TorchScript allows to capture model definition and its data flow. For this, it provides several tools. 

In [2]:
# tracing
class MyCell(torch.nn.Module):
    def __init__(self):
        super(MyCell, self).__init__()
        self.linear = torch.nn.Linear(4, 4)

    def forward(self, x, h):
        new_h = torch.tanh(self.linear(x) + h)
        return new_h, new_h

my_cell = MyCell()
x, h = torch.rand(3, 4), torch.rand(3, 4)
print('Torch Version result:')
print(my_cell(x, h))
# torch.jit -- module for TorchScript
traced_cell = torch.jit.trace(my_cell, (x, h)) # pass inputs to *trace* operations
print('--------------')
print('TorchScript Captured Syntax')
print(traced_cell)
print('--------------')
print('TorchScript Version result:')
traced_cell(x, h)

Torch Version result:
(tensor([[ 0.5660,  0.7014,  0.2030, -0.6052],
        [ 0.6397,  0.8071,  0.6561, -0.2450],
        [ 0.6290,  0.8544,  0.6861, -0.5514]], grad_fn=<TanhBackward0>), tensor([[ 0.5660,  0.7014,  0.2030, -0.6052],
        [ 0.6397,  0.8071,  0.6561, -0.2450],
        [ 0.6290,  0.8544,  0.6861, -0.5514]], grad_fn=<TanhBackward0>))
--------------
TorchScript Captured Syntax
MyCell(
  original_name=MyCell
  (linear): Linear(original_name=Linear)
)
--------------
TorchScript Version result:


(tensor([[ 0.5660,  0.7014,  0.2030, -0.6052],
         [ 0.6397,  0.8071,  0.6561, -0.2450],
         [ 0.6290,  0.8544,  0.6861, -0.5514]], grad_fn=<TanhBackward0>),
 tensor([[ 0.5660,  0.7014,  0.2030, -0.6052],
         [ 0.6397,  0.8071,  0.6561, -0.2450],
         [ 0.6290,  0.8544,  0.6861, -0.5514]], grad_fn=<TanhBackward0>))
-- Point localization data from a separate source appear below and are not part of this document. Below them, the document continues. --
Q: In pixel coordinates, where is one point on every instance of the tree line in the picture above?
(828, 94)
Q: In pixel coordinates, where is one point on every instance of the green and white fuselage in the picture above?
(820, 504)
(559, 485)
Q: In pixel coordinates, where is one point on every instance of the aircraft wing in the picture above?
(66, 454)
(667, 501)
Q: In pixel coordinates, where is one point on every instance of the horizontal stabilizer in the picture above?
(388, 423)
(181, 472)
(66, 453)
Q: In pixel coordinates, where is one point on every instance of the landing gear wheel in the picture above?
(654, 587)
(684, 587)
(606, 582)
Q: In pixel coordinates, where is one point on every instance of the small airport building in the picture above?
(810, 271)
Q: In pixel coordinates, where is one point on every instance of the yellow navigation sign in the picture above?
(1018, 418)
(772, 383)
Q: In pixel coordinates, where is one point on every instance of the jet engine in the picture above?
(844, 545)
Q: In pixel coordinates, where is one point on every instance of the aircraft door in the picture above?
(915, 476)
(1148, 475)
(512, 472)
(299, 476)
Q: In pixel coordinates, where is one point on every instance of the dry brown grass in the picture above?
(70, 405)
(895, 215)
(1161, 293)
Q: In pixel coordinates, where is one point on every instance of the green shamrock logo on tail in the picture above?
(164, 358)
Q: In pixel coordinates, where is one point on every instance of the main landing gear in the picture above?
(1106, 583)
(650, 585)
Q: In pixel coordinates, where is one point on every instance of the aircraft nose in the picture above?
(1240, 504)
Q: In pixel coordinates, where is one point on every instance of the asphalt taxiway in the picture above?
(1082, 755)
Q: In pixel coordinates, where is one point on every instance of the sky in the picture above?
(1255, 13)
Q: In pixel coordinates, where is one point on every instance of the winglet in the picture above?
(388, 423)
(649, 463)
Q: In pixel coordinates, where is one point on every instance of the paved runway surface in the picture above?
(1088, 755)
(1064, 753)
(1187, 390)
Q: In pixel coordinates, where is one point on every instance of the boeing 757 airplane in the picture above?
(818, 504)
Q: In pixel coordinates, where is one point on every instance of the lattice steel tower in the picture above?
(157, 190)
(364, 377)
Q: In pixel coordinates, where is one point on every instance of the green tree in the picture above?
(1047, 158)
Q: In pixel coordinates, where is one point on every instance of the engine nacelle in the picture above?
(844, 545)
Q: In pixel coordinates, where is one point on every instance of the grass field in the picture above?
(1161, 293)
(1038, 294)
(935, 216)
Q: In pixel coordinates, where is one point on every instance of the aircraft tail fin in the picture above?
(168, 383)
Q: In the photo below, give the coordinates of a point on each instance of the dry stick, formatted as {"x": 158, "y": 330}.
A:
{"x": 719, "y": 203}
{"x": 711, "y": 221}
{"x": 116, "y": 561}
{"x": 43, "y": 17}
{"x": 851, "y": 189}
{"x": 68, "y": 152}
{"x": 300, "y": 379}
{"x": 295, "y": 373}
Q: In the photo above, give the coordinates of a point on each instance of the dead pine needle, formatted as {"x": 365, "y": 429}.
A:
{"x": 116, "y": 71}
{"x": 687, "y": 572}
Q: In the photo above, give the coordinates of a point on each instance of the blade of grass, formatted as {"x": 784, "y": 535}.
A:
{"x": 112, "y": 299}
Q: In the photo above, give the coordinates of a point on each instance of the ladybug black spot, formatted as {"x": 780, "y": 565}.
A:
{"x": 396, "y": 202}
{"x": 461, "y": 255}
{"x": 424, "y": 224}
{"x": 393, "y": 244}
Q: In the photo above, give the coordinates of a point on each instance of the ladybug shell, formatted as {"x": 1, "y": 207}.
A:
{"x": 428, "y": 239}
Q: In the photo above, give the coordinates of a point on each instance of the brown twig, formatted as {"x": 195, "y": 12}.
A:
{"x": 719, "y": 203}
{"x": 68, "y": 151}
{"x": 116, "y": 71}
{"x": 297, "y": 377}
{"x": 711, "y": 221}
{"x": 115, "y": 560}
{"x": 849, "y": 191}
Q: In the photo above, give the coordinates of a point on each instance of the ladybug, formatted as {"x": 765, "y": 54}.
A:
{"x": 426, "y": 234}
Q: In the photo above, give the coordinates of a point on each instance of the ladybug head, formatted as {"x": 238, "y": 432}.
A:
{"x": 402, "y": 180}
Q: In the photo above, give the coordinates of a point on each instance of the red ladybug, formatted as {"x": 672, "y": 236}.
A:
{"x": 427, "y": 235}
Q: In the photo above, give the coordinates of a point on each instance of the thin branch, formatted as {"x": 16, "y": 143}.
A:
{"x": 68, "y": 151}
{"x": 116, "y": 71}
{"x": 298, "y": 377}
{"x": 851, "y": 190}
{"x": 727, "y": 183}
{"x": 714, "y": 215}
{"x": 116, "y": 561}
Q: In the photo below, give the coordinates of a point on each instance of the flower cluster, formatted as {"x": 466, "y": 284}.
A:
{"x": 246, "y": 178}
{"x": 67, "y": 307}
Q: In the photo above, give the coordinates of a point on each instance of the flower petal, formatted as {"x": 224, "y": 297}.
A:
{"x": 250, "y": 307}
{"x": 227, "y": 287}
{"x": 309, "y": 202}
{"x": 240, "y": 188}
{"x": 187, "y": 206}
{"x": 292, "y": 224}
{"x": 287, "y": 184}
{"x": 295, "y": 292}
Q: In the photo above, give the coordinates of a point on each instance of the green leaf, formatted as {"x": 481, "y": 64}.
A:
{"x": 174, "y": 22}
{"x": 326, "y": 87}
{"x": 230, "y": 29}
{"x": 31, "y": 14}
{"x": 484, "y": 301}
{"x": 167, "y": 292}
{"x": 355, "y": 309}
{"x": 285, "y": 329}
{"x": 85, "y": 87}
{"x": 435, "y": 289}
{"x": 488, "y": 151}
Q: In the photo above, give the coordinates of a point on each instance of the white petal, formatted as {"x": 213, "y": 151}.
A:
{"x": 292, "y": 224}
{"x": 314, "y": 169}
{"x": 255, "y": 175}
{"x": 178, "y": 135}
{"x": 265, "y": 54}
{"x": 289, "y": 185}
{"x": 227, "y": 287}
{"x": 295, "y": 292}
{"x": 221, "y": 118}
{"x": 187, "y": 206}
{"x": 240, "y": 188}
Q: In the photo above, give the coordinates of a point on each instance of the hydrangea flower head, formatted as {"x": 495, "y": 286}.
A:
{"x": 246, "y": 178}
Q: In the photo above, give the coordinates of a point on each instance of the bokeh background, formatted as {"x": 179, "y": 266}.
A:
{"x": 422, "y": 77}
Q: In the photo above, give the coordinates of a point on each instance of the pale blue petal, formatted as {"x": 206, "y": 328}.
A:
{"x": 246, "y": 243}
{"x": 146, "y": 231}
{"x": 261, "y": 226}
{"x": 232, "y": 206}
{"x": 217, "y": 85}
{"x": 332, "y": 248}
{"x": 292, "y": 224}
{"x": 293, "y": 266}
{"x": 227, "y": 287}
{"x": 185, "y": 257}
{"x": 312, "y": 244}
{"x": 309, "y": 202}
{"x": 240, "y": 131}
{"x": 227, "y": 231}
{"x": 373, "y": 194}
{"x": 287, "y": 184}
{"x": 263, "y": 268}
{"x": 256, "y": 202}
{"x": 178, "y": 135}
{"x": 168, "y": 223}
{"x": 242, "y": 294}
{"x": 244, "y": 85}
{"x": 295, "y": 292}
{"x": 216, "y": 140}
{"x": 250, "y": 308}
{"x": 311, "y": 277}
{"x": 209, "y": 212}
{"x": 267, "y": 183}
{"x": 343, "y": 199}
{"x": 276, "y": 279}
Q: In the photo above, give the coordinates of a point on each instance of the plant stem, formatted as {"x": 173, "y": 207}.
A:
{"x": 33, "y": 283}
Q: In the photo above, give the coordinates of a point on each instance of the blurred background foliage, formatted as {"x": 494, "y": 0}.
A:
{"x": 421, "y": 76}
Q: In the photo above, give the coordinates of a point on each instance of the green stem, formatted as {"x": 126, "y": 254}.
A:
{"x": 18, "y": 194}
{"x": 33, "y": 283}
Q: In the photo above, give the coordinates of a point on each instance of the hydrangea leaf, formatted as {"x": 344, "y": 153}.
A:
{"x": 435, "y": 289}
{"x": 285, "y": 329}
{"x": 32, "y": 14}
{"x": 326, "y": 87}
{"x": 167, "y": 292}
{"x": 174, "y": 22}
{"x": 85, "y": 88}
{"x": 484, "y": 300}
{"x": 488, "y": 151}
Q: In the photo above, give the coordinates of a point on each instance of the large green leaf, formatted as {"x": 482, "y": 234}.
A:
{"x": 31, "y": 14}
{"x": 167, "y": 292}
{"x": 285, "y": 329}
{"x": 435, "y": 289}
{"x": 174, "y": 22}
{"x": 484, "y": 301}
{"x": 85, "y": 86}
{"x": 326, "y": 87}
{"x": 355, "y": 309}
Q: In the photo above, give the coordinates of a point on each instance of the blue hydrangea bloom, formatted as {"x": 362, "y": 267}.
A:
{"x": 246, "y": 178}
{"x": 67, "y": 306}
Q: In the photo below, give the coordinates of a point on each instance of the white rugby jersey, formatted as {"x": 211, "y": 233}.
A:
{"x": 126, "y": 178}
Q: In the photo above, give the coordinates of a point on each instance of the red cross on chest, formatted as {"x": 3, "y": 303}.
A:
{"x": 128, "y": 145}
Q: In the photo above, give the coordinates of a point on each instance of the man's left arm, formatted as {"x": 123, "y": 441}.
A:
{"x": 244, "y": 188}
What exactly has this done? It has invoked the Module, recorded the operations that occurred when the Module was run, and created an instance of `torch.jit.ScriptModule` (of which `TracedModule` is an instance).

Intermidiate representations are stored in `graph` object. It has a very low-level look:

In [3]:
traced_cell.graph

graph(%self.1 : __torch__.MyCell,
      %x : Float(3, 4, strides=[4, 1], requires_grad=0, device=cpu),
      %h : Float(3, 4, strides=[4, 1], requires_grad=0, device=cpu)):
  %linear : __torch__.torch.nn.modules.linear.Linear = prim::GetAttr[name="linear"](%self.1)
  %20 : Tensor = prim::CallMethod[name="forward"](%linear, %x)
  %11 : int = prim::Constant[value=1]() # /tmp/ipykernel_5430/2117610899.py:8:0
  %12 : Float(3, 4, strides=[4, 1], requires_grad=1, device=cpu) = aten::add(%20, %h, %11) # /tmp/ipykernel_5430/2117610899.py:8:0
  %13 : Float(3, 4, strides=[4, 1], requires_grad=1, device=cpu) = aten::tanh(%12) # /tmp/ipykernel_5430/2117610899.py:8:0
  %14 : (Float(3, 4, strides=[4, 1], requires_grad=1, device=cpu), Float(3, 4, strides=[4, 1], requires_grad=1, device=cpu)) = prim::TupleConstruct(%13, %13)
  return (%14)

In [4]:
# Python Higher-Lever version of graph
print(traced_cell.code)

def forward(self,
    x: Tensor,
    h: Tensor) -> Tuple[Tensor, Tensor]:
  linear = self.linear
  _0 = torch.tanh(torch.add((linear).forward(x, ), h))
  return (_0, _0)



So why did we do all this? There are several reasons:

1. TorchScript code can be invoked in its own interpreter, which is basically a restricted Python interpreter. This interpreter does not acquire the Global Interpreter Lock, and so many requests can be processed on the same instance simultaneously.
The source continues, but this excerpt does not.